Женщин на рынке мало, как покупательниц, так и продавщиц. Это, в общем, понятно: торговцы — народ небедный, жёны у них дома сидят обычно. А столичные покупатели и вовсе слуг отправляют на рынок, сами-то разве что за одеждой лично прогуляются. Магазины на Муданге тоже есть, они обычно располагаются в гостиной дома ремесленника, который делает товар. Ещё есть несколько магазинчиков импортных товаров, привезённых с Броги, Гарнета, Тамля или ещё каких-нибудь других планет. Но мне лично всё это разнообразие не очень нужно. Еду всё равно на рынке покупать надо, а всякие блага цивилизации у меня с собой. Хуже то, что инопланетные производители напрочь отказываются посылать товары на Муданг по туннелю, потому что он естественный и слишком часто проглатывает или выплёвывает в неожиданном месте то, что по нему едет, чтобы страховые компании могли на этом заработать. Так что когда у меня возникнет потребность в каком-нибудь немуданжском товаре, самым быстрым способом это получить будет попросить Сашку отправить с Земли. Тамошняя почта пока не знает, что тут туннель плохой, и выпендриваться не будет.

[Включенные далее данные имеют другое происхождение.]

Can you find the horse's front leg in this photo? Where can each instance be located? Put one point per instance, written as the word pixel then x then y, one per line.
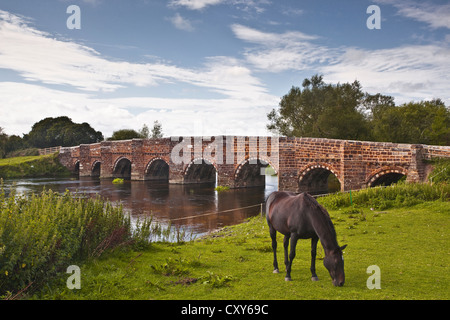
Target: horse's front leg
pixel 285 246
pixel 314 241
pixel 291 257
pixel 273 235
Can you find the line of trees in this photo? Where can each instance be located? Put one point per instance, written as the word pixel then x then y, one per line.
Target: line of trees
pixel 62 131
pixel 344 111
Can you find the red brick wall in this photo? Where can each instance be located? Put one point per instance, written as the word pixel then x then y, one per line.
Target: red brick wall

Однако как ни мало женщин на базаре, а вот же молоко я покупаю у тётки. Она, правда, с лица страшненькая, но за двумя своими коровами ходит хорошо. На Муданге коров мало держат, не знаю уж, почему, так что молоко обычно козье или овечье, а мне оно не слишком нравится. Я, правда, и пью-то его раз в неделю, ну ещё в кофе добавляю или, там, в тесто. А вот Азамат может в день литра три выдуть только так, и холодного, и горячего, и парного (вот уж гадость!), и ещё в печку ставит в толстостенном горшке, чтобы пенка образовалась. На местном молоке эта пенка выходит сантиметров пять, а то и десять толщиной, а на вкус что-то вроде очень жирных взбитых сливок. Но всё равно пенка, бе.
Так вот, эта добрая женщина согласилась мне лично делать пресный творог и сыр. Надо будет ещё попросить Сашку прислать вкусного кефира, чтобы она оттуда бактерию расселила.
А вот рядом с моей молочницей неожиданно супружеская чета. Он — мелкий (по муданжским меркам) мужичонка, тощенький такой и проворный, личико обезьянье бородой прикрывает. Она — мощная, крупная тётка (опять же, по муданжским меркам) с зычным голосом и большими сильными руками. Поскольку на Муданге вообще сильно развит половой диморфизм, то супруги получаются почти одного роста. Наверное, это считается очень некрасиво, насколько я уже имею представление о муданжском чувстве красоты.
Торгуют они орехами, сухофруктами, мёдом, каким-то псевдолечебным варевом и тому подобной бакалеей. Но я застыла перед лотком не поэтому. На мужике классический тёплый муданжский халат распахнут, под ним рубашка и штаны ну так расшиты, просто-таки так расшиты, что я и товара-то не вижу. Да и халат, хоть вышивки на нём немного, но сидит, как на принце каком-то. Так аккуратно и точно, что почти изящно, хотя в развязанном виде этот предмет одежды изящным быть не может в принципе.
Осознав, что неизвестно сколько времени стою перед прилавком с разинутым ртом, я решаю немедленно во всём сознаться.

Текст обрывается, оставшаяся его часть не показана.